Although Muslims view Jesus as a prophet, they do not believe he is divine, Gartenstein-Ross explained in his book.

The "logic underlying the faith [Islam] appealed to me," he wrote.

The "seduction" of extremist teachings took hold of Gartenstein-Ross when he went to work for Al Haramain Islamic Foundation, a charity that promoted Wahhabism - a strict Sunni sect, founded by an 18th century Saudi theologian. The foundation was later exposed as being a source of terrorist funding.

"Part of Islam's seduction is its otherness - how different it is from anything else," Gartenstein-Ross wrote.

"And it would be a mistake to shortchange how satisfying a life is inside radical Islam. As I descended into radicalism, I had a greater feeling of certainty than I had known before. I felt that for the first time, I could truly comprehend and follow Allah's will and I knew that those who disagreed with me were just following their own desires," he added.

Among the strict guidelines Gartenstein-Ross embraced were a refusal to shake hands with women and a decision to stop listening to music. He grew a full beard and stopped wearing shorts.

But he began to have doubts about the "big picture" after leaving Al Haramain to attend New York University School of Law. It was evident to him that a number of Islamic radicals were working to re-establish the caliphate through jihad.

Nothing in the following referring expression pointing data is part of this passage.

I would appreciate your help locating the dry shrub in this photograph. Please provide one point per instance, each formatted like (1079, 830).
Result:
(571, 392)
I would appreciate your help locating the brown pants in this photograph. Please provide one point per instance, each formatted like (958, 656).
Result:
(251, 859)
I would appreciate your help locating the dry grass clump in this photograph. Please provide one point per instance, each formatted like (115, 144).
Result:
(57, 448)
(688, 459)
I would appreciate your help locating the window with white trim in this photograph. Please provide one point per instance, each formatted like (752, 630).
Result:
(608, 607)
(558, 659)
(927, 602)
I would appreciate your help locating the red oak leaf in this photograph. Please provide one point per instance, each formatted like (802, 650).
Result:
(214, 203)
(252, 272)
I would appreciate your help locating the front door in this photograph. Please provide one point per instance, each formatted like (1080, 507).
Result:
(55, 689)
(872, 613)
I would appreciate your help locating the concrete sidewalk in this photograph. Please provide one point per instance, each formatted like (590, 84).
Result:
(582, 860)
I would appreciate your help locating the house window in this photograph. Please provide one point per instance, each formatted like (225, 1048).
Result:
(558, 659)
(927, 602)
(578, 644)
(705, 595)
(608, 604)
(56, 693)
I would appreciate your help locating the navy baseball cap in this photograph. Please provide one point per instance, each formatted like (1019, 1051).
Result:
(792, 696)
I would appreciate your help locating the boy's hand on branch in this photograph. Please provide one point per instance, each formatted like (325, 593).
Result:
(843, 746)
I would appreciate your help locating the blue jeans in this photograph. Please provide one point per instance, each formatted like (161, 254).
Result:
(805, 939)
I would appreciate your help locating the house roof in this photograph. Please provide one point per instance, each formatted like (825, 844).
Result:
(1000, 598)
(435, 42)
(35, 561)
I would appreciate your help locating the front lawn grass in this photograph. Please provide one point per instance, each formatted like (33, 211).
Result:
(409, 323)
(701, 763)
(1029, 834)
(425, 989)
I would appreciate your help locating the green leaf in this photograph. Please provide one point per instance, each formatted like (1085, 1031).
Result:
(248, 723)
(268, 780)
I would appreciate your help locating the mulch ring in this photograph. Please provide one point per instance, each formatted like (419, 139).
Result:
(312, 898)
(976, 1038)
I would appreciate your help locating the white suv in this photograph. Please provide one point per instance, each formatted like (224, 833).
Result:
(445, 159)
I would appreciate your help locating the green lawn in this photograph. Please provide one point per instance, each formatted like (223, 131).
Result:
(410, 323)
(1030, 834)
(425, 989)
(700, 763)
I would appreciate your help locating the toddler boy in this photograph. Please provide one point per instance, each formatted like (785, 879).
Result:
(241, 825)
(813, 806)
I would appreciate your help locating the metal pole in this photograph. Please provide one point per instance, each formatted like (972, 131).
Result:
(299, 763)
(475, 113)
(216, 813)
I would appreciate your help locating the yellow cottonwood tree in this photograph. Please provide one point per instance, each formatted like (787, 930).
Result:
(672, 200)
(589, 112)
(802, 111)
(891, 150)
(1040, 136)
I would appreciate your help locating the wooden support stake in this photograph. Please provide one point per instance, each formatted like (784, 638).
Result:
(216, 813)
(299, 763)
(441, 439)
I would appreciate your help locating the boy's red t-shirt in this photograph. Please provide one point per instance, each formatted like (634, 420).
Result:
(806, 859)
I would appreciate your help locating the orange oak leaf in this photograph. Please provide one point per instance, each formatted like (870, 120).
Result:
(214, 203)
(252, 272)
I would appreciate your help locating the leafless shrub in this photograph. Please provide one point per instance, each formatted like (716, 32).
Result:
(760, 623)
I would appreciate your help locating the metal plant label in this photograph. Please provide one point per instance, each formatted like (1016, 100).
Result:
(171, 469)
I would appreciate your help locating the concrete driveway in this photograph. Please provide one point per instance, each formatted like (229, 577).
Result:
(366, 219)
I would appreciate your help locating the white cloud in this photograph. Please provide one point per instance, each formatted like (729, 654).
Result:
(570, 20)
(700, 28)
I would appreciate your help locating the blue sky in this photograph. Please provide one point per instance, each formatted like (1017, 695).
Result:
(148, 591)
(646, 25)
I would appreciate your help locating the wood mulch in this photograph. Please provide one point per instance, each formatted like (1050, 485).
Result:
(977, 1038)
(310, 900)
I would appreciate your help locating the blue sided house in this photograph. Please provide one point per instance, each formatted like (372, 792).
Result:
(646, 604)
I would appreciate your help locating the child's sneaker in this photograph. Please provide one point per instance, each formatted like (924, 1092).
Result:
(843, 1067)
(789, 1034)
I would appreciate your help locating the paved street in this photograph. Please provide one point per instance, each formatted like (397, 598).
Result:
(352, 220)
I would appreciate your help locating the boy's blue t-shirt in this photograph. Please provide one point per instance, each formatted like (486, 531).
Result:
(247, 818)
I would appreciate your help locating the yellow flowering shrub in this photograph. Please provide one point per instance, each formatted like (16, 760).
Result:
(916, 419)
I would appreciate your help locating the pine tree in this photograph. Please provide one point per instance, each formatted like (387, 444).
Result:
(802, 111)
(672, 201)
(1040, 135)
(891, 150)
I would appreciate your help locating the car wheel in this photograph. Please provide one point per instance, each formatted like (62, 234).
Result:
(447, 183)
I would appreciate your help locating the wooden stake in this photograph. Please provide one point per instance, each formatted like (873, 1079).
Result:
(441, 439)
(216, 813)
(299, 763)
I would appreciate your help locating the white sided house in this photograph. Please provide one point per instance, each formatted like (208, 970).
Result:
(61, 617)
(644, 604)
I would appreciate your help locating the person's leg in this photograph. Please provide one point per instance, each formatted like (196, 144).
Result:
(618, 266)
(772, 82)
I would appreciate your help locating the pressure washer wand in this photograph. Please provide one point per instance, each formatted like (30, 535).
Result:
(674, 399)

Although Islam was not an "easy in, easy out" religion, the author came to see that "his goal was to please God, not to cower before Islam's apostasy strictures."

After studying the central tenets of Christianity, the crucifixion and resurrection of Jesus, he eventually converted to Christianity in late 2000.

'Understand the players'

When the FBI raided Al Haramain offices in 2003, Gartenstein-Ross decided he should act and contacted the authorities.

Rather than "wishing away" a former part of his life, he said he decided that the perspective it gave him about Islam could be used to benefit counter-terror efforts and to help educate others.

Gartenstein-Ross said it was critically important for policymakers and the public to understand what motivates converts to radical Islam.

"A lot of people on the right and the left have a cartoonish view of what is going on out there," he said. "We need to move beyond assumptions and understand the relevant actions and players."

The author told Cybercast News Service that policymakers and the public also need to be more discerning in how they identify radicals, and he cautioned about what he said was a tendency to "conflate" conservative Muslims with radicals.

"This is a mistake, because you can be a conservative Muslim and an ally in the war on terror," he said. "In many ways, conservatives are more helpful because they understand the ideology. They are more committed and can make the biggest difference."

Gartenstein-Ross is now a full-time counter-terrorism consultant. His commentaries on the subject have appeared in a number of media publications, and he has testified before the U.S. Senate on the spread of radical Islam in the nation's prison system.

The book event was held at the home of Richard Miniter, also an author and counter-terrorism expert.

"It's a very insightful book about the slow seduction of zealotry and the even harder and longer climb out away from zealotry," Miniter said.

Miniter told Cybercast News Service that young people who grow up in a secular liberal environment are more susceptible to radical teachings, because they "know something is missing."

By contrast, individuals who come from homes with a strong religious background are better prepared to resist extremist ideology, he said.